To Assure, enhance, and protect the health of our citizens through education and prevention.
Carolina Community Health Partnership
According to the standard, if a patient is diagnosed with one of the exempt illness and exceeds their visit for the year but needs to be treated for something such as the flu, the office visit will not be covered by Medicaid. For this reason, providers are encouraged to submit paper claims for the exempt illnesses stating July 1, 2007 if they feel the patient will inevitably require more than 24 visits throughout the year.
In accordance with Medicaid guidelines, providers may bill patients the usual and customary charges for an office visit if a patient exceeds the limit for the year; under this circumstance, Medicaid will continue to pay for covered services.
Ambulatory Visits and Diagnosis Code V82.9
Diagnosis code V82.9 should only be billed to indicate the recipient is being treated for an illness that is eminently life threatening and, as such, the recipient should be exempted from the legislated 24 ambulatory visit limit. Ambulatory visits include Evaluation and Management services such as office visits, hospital visits, and consultations. If a claim does not include one of these types of visits, diagnosis code V82.9 should not appear on the claim. Claims that include diagnosis code V82.9 without including an ambulatory visit code will be returned to the provider for correction.
The following paragraphs detail the requirements for appropriate use of diagnosis code V82.9.
The primary diagnosis code listed on the claim must be the specific ICD-9-CM diagnosis code that describes the reason for the encounter and the secondary diagnosis code must be listed as V82.9/ When a provider submits a claim with diagnosis code V82.9, a medical review is performed to determine if additional documentation is required to support the exemption. Claims for visits that exceed the 24 visit limit and do not list code V82.9 as the secondary diagnosis will deny.
Ambulatory medical visits are limited to 24 visits per year beginning July 1 of each year through June 30 of the next year. These include any one or a combination of visits to the following: physicians, clinics, hospital outpatient other than emergency room, optometrists, chiropractors, and podiatrists. Once this limit has been reached, claims will deny with EOB 525, "Exceeds legislative limits for provider visits for fiscal year." Providers may bill the patient the usual and customary charge for the visit.
Exemptions to the 24-visit limit include:
end stage renal disease,
chemotherapy and / or radiation therapy for malignancy,
acute sickle cell disease, hemophilia or other blood clotting disorders,
services rendered to recipients under age 21
prenatal services
dental services
physician inpatient visits to patients in intermediate care facilities or skilled nursing facilities
mental health center services are exempt because the services are subject to independent utilization review
recipients receiving Community Alternatives Program (CAP) services
The Community Care of NC Program and the Carolina Community Health Partnership Network encourage participating providers to reinforce the " Medical Home" concept when providing care to their Medicaid and HealthChoice patients.
As providers coordinate care for these patients guidance on appointment availability can be found on the Division of Medical Assistance Website. (Managed Care Provider information: section 4)
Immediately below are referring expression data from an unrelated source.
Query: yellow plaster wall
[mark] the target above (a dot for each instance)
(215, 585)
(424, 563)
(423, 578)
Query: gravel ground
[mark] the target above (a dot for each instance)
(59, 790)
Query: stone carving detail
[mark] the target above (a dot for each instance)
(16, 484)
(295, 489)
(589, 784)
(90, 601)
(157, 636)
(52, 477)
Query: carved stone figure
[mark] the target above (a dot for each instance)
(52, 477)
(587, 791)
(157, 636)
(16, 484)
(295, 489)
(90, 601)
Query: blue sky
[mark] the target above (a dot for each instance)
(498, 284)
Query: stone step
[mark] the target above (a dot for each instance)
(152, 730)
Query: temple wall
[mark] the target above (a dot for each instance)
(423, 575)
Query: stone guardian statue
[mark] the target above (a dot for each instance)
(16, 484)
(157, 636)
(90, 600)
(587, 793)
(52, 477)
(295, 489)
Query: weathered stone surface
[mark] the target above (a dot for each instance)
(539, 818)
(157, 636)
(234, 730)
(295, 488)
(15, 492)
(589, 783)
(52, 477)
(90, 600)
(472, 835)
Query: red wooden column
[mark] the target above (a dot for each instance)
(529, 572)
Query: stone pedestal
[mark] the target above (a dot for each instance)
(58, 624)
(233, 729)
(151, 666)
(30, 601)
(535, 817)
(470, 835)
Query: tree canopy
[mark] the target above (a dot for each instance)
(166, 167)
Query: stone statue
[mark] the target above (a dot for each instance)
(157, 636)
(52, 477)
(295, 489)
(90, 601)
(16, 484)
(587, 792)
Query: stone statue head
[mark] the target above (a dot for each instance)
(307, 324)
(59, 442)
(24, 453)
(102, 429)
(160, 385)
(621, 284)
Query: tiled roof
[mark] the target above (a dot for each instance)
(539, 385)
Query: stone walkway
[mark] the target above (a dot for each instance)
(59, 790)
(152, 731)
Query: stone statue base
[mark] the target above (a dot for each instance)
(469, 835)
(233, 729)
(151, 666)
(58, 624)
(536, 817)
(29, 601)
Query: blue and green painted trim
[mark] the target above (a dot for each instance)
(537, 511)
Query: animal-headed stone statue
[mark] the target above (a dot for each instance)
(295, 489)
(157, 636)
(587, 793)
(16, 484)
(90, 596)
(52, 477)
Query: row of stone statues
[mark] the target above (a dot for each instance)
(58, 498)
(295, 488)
Adult Medicaid Patients: 24 Visit Limit
Ambulatory medical visits are limited to 24 visits per year beginning July 1 through June 30 for Medicaid patients over 21. These include any one or a combination of visits to the following: physicians, clinics, optometrists, chiropractors, and podiatrists. Once the limit has been reached, claims will deny with EOB 525, "exceed legislative limits for provider visits for fiscal year."
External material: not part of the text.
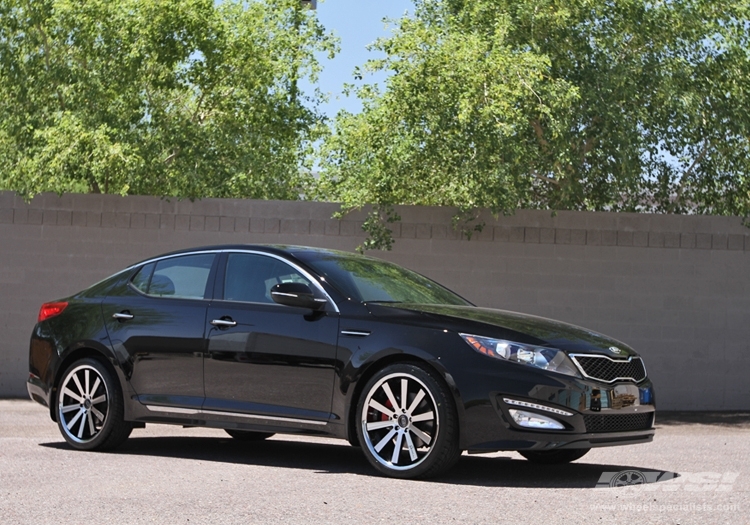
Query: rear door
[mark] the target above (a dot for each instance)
(265, 359)
(156, 326)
Providers who use claim type CMS-1500 and Outpatient Hospitals may continue to submit medical documentation and letter of support, on provider letterhead, to the Medical Director at EDS to obtain an exemption from the 24-visit limit for Medicaid patients. These can be faxed to:
EDS at (919) 816-3139 or (919) 233-6834 or mailed to address below. Or they can file the Medicaid claim in the following way:
Submit a paper claim (CMS 1500) mailed to:
EDS
PO Box 30968
Raleigh, NC 27622
Include an ICD-CM primary diagnostic code that indicates that the treatment is for an illness that is eminently life threatening.
The secondary diagnostic code must be V82.9.
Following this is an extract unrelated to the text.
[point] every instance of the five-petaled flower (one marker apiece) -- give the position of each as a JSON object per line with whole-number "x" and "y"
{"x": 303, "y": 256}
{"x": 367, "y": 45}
Services for illnesses that may be granted exemptions from the 24-visit limit include:
end stage renal disease,
end stage lung disease,
chemotherapy and / or radiation therapy for malignancy,
acute sickle cell disease,
hemophilia or other blood clotting disorders,
unstable diabetes (does not apply to diabetic recipients whose condition is controlled by pill, diet, or insulin), or
any life threatening illness or terminal stage of any illness as supported by physician documentation.
If a claim is submitted electronically, it will count towards the 24 regardless of the diagnosis with the exception of the following: patients receiving CAP services, home health services, inpatient hospital services (inpatient physician services are NOT exempt from the 24 visit limit), services provided to residents of nursing facilities or ICF-MRs, prenatal and pregnancy related services, dental services, and mental health services.